For private companies, the S.E.C. requires options to be priced based on calculations of an “expected market price,” since there is no public trading. Private companies typically keep the S.E.C. apprised confidentially of their executive compensation numbers in the lead-up to their I.P.O.

But Mr. Riethmueller said the regulator rarely challenged a company’s assumptions about how it had come up with the value of its stock or options, based on his review of confidential letters between the companies and the regulator. The S.E.C. acts “like an absentee landlord,” he said.

Companies try to set a low expected market price to make the discounted options appear less egregious to regulators, Mr. Riethmueller said.

One popular way they lower the valuation is by saying there’s a good chance they won’t go public even when they’re on the verge of their trading debut. In the confidential communication, companies explained their options pricing by using a valuation method that accounted for the potential price of their stock in an I.P.O., as well as the likelihood of their going public.

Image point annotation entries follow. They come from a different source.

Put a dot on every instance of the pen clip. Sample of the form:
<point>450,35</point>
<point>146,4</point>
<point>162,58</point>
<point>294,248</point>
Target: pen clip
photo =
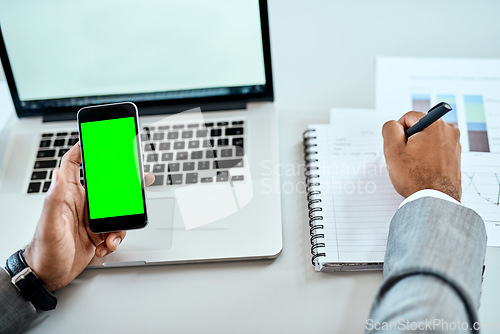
<point>436,106</point>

By including the probability of not going public, they arrived at a lower, so-called blended valuation of their target I.P.O. stock price.

Most firms estimate the likelihood of going public at around 60 percent — even when in many cases, these firms have already set a date to ring the bell at the New York Stock Exchange or Nasdaq within weeks or months. (Of the 121 companies Mr. Riethmueller looked at, only five stayed private.)

“Instead of preparing the company properly for the new public investors that are coming in, they’re taking advantage of them by doing inside deals at the expense of the new investors,” Mr. Riethmueller said.